In recent years, techniques based on neuromodulation have emerged, aimed at directly modulating dysfunctional neural activity. These include:
Repetitive transcranial magnetic stimulation (rTMS): approved for treatment-resistant depression, this technique targets the left dorsolateral prefrontal cortex using focused electromagnetic pulses and does not require anesthesia;
Deep brain stimulation (DBS): indicated in selected cases within experimental protocols, involving the implantation of electrodes in deep brain regions (e.g., subgenual area);
Several innovative compounds have shown efficacy in treatment-resistant depression:
Ketamine and esketamine: ketamine, an NMDA receptor antagonist, exerts rapid antidepressant effects likely mediated by mechanisms of neuroplasticity. Esketamine is approved in intranasal form for controlled clinical use;
Psychedelics: substances such as psilocybin and ayahuasca are under investigation for their ability to induce profound cognitive restructuring, with psychotherapeutic support;
Pharmacogenetics: targeted genetic testing may guide the choice of antidepressant based on enzymatic profiles (e.g., CYP450), enhancing efficacy and minimizing adverse effects.
Integrative therapies
In addition to conventional treatments, a growing body of evidence supports the use of integrative strategies that can enhance treatment response and improve patient quality of life. These interventions, while not replacing primary therapies, may serve as effective complementary tools.
Lifestyle interventions: regular physical activity, a balanced diet (e.g., Mediterranean diet), regulation of sleep-wake rhythms, and reduction in alcohol and psychotropic substance use significantly contribute to mood improvement;
Mindfulness and meditation: mindfulness-based techniques (Mindfulness-Based Cognitive Therapy, MBCT) are effective in relapse prevention and in modulating stress and emotional reactivity;
Nutraceutical interventions: substances such as omega-3, SAMe, vitamin D, tryptophan, and folate are being studied as adjuncts, with modest but potentially beneficial effects in selected contexts;
Music therapy and pet therapy: techniques based on sensory and relational experience, used to enhance motivation, affectivity, and social engagement;
Vagus nerve stimulation: a neuromodulation therapy involving implantation of a device that stimulates the vagus nerve, indicated in treatment-resistant forms.

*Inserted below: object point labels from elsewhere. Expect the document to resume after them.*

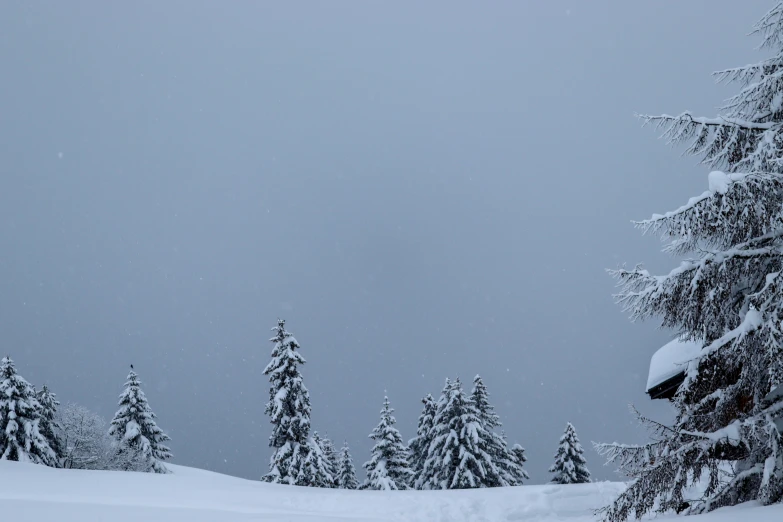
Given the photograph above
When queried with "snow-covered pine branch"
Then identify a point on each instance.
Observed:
(346, 475)
(419, 445)
(48, 425)
(728, 296)
(570, 466)
(507, 462)
(459, 453)
(140, 443)
(20, 414)
(297, 458)
(388, 467)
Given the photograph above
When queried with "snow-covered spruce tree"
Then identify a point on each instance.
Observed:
(519, 455)
(729, 296)
(458, 456)
(330, 455)
(48, 423)
(297, 459)
(570, 466)
(140, 443)
(509, 469)
(419, 445)
(388, 467)
(346, 475)
(20, 414)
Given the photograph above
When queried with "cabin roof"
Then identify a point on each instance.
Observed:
(669, 362)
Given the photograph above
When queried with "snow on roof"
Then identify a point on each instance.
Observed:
(671, 360)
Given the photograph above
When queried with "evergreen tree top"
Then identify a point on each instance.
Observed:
(134, 427)
(20, 416)
(459, 454)
(570, 464)
(48, 401)
(486, 412)
(346, 473)
(388, 467)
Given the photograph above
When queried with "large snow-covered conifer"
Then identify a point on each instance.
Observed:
(20, 414)
(458, 456)
(509, 469)
(419, 445)
(140, 443)
(329, 454)
(388, 467)
(297, 458)
(346, 475)
(570, 466)
(728, 295)
(48, 425)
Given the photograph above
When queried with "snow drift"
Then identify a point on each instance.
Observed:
(37, 493)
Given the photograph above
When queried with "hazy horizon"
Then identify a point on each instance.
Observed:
(421, 190)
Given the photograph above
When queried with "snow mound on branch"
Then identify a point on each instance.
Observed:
(719, 181)
(670, 360)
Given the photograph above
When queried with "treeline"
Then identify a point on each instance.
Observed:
(34, 429)
(456, 446)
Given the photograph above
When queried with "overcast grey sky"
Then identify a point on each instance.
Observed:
(422, 189)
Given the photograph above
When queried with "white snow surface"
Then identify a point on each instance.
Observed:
(670, 360)
(36, 493)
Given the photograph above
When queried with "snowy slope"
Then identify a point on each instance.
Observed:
(36, 493)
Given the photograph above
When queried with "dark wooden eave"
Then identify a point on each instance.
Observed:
(668, 388)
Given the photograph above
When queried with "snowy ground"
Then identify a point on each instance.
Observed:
(37, 493)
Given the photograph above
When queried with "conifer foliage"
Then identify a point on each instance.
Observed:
(20, 415)
(419, 445)
(329, 458)
(48, 425)
(346, 475)
(458, 456)
(727, 295)
(509, 467)
(297, 459)
(388, 467)
(140, 443)
(570, 466)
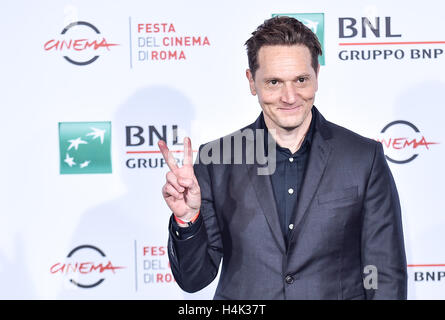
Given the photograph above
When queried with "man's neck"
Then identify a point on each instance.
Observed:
(290, 139)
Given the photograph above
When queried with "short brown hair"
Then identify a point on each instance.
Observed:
(281, 30)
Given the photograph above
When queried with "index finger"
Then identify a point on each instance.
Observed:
(168, 157)
(188, 154)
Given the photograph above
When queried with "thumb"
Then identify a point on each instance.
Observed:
(189, 183)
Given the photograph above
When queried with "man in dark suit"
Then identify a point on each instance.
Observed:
(319, 224)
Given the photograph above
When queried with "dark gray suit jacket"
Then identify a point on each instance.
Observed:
(347, 217)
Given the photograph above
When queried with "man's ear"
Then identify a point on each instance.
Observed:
(251, 82)
(316, 78)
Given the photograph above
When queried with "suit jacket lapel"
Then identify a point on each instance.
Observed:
(264, 193)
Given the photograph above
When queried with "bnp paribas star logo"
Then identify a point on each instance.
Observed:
(315, 22)
(85, 147)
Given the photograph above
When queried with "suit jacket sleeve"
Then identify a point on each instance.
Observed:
(195, 260)
(382, 236)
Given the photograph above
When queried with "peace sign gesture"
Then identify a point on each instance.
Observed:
(181, 192)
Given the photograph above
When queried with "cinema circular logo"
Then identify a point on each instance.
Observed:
(403, 141)
(80, 43)
(86, 266)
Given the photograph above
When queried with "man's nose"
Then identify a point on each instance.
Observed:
(289, 93)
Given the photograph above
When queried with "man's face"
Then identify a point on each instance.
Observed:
(285, 83)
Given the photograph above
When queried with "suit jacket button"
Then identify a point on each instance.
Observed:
(289, 279)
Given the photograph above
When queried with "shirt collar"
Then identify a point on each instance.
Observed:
(307, 139)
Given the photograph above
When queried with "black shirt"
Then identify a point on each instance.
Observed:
(288, 177)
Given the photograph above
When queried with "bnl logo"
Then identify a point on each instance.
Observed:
(85, 147)
(315, 22)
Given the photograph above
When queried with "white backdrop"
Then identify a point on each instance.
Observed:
(107, 232)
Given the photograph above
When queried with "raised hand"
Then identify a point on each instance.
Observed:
(181, 190)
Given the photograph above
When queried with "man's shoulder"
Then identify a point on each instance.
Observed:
(346, 142)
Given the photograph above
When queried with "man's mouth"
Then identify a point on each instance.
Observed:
(289, 109)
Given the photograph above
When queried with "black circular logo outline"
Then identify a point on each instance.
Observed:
(80, 23)
(80, 285)
(409, 124)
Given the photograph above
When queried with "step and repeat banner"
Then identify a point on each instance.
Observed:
(89, 87)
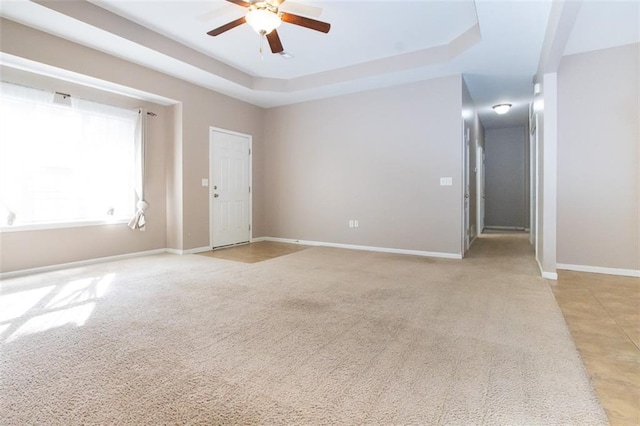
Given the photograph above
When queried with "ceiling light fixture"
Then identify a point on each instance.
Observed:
(501, 108)
(263, 18)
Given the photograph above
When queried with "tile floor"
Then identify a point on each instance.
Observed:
(603, 315)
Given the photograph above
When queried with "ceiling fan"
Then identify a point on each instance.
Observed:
(265, 17)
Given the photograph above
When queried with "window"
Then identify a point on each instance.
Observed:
(63, 164)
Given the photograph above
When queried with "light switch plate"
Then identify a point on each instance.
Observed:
(446, 181)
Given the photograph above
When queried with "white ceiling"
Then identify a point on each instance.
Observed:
(372, 44)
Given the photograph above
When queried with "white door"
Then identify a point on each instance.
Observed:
(229, 188)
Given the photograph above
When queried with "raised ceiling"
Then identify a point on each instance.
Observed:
(496, 45)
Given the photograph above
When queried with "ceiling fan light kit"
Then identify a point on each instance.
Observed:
(263, 21)
(264, 17)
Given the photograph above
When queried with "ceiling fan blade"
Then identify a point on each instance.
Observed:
(274, 42)
(240, 3)
(323, 27)
(227, 27)
(302, 9)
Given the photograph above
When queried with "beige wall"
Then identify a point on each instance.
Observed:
(376, 157)
(476, 137)
(186, 137)
(598, 159)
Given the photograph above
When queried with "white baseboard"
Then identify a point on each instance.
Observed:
(547, 275)
(600, 270)
(504, 228)
(20, 272)
(365, 248)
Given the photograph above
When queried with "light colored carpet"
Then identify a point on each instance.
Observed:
(321, 336)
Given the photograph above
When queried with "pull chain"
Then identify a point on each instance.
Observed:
(262, 37)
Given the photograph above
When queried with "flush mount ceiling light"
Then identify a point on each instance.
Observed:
(263, 18)
(501, 108)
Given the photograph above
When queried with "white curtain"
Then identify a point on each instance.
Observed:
(63, 163)
(139, 222)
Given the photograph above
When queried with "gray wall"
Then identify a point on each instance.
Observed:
(506, 185)
(376, 157)
(598, 159)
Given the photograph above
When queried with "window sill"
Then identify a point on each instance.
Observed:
(60, 225)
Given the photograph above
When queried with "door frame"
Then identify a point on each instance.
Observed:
(213, 130)
(480, 187)
(466, 190)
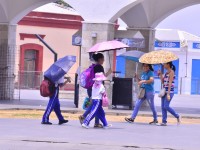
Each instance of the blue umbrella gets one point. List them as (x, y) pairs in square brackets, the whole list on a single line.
[(60, 68), (132, 55)]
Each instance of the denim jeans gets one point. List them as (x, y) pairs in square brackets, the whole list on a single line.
[(166, 108), (89, 92), (96, 110), (149, 96)]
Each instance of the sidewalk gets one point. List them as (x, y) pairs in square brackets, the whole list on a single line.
[(187, 106)]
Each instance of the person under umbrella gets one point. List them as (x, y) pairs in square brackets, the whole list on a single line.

All these strategies must be evaluated within the context of a comprehensive, multidisciplinary care plan. The introduction of integrative therapies should be discussed with the patient, based on available evidence, individual clinical profile, and resource availability.

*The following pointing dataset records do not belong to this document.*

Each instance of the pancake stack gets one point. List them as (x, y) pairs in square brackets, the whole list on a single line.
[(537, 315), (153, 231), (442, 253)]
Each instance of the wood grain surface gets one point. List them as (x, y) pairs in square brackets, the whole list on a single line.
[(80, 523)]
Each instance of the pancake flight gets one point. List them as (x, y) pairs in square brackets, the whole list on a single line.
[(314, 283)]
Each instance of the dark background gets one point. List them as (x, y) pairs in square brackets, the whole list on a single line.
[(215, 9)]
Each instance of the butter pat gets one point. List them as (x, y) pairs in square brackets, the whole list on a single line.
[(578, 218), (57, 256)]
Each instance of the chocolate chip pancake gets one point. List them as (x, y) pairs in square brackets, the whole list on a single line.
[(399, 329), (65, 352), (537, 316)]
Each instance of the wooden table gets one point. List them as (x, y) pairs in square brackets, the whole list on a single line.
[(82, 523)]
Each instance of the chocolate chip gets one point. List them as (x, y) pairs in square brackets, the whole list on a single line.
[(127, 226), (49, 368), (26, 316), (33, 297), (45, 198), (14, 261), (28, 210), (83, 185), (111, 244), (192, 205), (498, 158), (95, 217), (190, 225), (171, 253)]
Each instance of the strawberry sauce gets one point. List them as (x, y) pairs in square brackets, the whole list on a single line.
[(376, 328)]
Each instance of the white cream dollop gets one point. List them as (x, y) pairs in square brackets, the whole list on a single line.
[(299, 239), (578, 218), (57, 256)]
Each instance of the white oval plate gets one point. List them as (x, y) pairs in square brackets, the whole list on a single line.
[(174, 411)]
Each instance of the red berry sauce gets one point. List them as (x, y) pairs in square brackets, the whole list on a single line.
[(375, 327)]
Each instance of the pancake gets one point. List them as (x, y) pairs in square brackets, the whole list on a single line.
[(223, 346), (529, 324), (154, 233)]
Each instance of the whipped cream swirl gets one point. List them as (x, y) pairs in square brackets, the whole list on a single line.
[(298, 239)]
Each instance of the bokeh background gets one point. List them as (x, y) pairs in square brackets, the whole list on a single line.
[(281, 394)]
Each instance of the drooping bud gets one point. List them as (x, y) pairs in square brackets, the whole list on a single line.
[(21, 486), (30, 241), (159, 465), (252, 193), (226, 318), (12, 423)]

This page provides a summary of the main therapeutic options currently available for the treatment of depression. Each modality will be further explored in dedicated sections, with detailed analysis of clinical indications, efficacy, contraindications, and strategies for therapeutic personalization. The optimal approach remains patient-centered, dynamic, and based on the best available scientific evidence.